March 18 2013 12:00 AM

A proposal to amend the City Charter to require fewer City Council meetings in a year dies in committee, blocked by Wood and Hewitt with Quinney’s support

Monday, Aug. 8 — Lansing City Clerk Chris Swope’s cost-saving plan to cut the number of yearly City Council meetings in half — putting it in line with most other Michigan cities — failed to make it out of a Council committee last week.

The General Services Committee was considering a ballot proposal that would have asked Lansing voters to amend the City Charter so the Council would meet twice a month rather than at least 50 times a year, as is required by the Charter.

At-Large City Councilman Derrick Quinney, who chairs General Services, voted with Council members Carol Wood and Eric Hewitt against recommending the proposal to the full Council for approval. Quinney said Hewitt and Wood expressed “opposition” to the idea “from the very beginning.” He saw “no need to have a discussion at that point” even though he is open to the idea of fewer Council meetings.

“There was no point in me going out there and wanting to do anything else with it,” he said. “Maybe at some point in time we’ll review it later. I support the system we have in place now, but I think we ought to look at doing that (reducing the number of meetings).”

The proposal would have required voter approval at the November election because it sought to amend the City Charter. Under the Charter, Council is required to meet at least 50 times a year.

Swope, in a May 12 letter to City Council members, advocated the amendment because it would be consistent with other major Michigan cities and would “significantly” save the city money.

“Other major cities in Michigan (with the exception of Detroit) require meetings only twice a month. Each of those cities is able to perform its required responsibilities in the time allotted in their city charters,” he wrote. “The City of Lansing would significantly save money from its budget in security, utility, and payroll expenses if our City Charter was more in line with cites (sic) that meet twice monthly. In these tough economic times, it is fiscally responsible to seek as many ways as possible to save the taxpayers money.”

The Ann Arbor, Jackson and Warren city councils and the Grand Rapids City Commission meet twice a month, according to 2011 meeting schedules. The Kalamazoo City Commission meets on the first, third and fifth Mondays of the month.

Wood told City Pulse last month she was against the proposal because Council barely has enough to time accomplishing its business with weekly meetings, she said.

“If we’re having public hearings and a vote (on that ordinance) the same night, it demonstrates we need all those meetings,” she said.

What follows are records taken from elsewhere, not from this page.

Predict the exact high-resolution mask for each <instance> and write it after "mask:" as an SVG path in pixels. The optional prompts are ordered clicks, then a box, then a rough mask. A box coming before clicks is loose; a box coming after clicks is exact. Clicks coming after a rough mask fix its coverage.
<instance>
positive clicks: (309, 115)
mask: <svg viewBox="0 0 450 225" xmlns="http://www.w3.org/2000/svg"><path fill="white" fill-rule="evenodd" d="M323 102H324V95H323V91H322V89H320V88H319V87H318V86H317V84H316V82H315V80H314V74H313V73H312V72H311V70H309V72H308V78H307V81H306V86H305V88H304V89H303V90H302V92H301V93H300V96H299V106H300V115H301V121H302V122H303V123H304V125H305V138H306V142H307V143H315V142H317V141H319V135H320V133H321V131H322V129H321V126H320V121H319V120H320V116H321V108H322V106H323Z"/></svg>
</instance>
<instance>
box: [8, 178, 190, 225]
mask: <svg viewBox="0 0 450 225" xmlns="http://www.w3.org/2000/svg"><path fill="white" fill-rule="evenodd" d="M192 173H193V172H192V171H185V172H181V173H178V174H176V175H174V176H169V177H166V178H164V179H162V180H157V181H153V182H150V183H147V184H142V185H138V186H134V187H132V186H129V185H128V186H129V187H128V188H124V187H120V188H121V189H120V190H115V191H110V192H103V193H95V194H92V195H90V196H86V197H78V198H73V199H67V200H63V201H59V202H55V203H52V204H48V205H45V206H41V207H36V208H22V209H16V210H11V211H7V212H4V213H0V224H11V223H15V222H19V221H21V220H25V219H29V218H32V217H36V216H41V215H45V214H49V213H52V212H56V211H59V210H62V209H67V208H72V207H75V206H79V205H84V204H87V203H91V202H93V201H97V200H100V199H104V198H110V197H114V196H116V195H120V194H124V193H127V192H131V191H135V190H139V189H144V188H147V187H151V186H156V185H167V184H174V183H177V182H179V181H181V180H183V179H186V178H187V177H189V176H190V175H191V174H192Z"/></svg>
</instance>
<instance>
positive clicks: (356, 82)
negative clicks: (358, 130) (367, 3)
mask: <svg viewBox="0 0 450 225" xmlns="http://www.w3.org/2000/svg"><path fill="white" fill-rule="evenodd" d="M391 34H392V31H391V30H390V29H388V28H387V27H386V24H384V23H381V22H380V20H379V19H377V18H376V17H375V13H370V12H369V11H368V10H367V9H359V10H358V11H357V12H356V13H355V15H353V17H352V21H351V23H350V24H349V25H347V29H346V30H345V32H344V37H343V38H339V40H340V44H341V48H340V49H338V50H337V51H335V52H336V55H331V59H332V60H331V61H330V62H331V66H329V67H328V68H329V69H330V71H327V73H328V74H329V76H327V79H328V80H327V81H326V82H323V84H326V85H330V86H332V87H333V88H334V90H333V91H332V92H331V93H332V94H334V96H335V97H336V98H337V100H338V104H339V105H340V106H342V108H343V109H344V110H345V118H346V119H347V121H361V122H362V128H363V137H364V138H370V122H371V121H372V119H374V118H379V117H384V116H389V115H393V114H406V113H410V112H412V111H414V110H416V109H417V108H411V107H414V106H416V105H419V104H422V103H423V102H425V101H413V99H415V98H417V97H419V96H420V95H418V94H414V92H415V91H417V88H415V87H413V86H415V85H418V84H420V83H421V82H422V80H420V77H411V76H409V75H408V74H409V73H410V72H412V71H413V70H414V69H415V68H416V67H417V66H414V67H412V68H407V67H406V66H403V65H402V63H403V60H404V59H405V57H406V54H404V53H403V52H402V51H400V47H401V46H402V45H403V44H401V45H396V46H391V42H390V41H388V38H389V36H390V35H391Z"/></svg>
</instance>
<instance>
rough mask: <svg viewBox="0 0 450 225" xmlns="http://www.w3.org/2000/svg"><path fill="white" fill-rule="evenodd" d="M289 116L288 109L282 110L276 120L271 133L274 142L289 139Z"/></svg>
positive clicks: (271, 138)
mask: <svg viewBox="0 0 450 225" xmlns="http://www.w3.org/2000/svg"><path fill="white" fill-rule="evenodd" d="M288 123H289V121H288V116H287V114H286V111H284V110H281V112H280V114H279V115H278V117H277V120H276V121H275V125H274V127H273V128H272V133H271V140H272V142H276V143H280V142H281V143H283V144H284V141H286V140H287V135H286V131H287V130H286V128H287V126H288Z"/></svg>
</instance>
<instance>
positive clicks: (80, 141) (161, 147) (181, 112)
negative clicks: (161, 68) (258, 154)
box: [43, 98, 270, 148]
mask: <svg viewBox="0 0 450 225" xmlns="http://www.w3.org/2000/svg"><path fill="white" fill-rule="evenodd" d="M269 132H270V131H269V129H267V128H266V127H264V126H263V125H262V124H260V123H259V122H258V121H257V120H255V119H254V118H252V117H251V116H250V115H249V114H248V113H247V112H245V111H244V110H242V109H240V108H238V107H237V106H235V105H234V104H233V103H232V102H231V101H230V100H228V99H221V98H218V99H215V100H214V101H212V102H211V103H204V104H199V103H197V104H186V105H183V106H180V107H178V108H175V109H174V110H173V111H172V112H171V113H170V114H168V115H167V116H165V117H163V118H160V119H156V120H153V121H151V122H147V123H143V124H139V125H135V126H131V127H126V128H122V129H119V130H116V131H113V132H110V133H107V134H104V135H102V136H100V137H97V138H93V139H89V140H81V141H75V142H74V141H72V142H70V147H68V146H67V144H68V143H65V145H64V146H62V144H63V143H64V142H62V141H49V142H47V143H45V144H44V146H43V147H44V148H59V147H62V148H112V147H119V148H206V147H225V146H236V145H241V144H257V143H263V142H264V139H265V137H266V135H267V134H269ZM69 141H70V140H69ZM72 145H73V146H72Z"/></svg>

At-Large Council candidate Rory Neuner is campaigning on a “reform plan” for City Council that proposes, in part, “reducing the number of Council meetings per year to save money and allow members time to engage with the community and craft appropriate public policy prior to meetings being held. Lansing’s City Council currently meets 50 times per year, far more than any other Michigan city of its size.”

Quinney said fewer meetings would mean more time to attend neighborhood meetings and to “deal with constituency stuff.”

“For those of us that have other employment, those off-weeks or off-nights could be used in so many other ways to gather in the community and actually have a dialog with folks,” Quinney said.

Quinney said “I don’t know” when asked if the resolution could be revisited and adopted by Council before the Aug. 30 deadline to approve Nov. 8 ballot proposals. “To say it’s completely dead, I don’t want to say that.”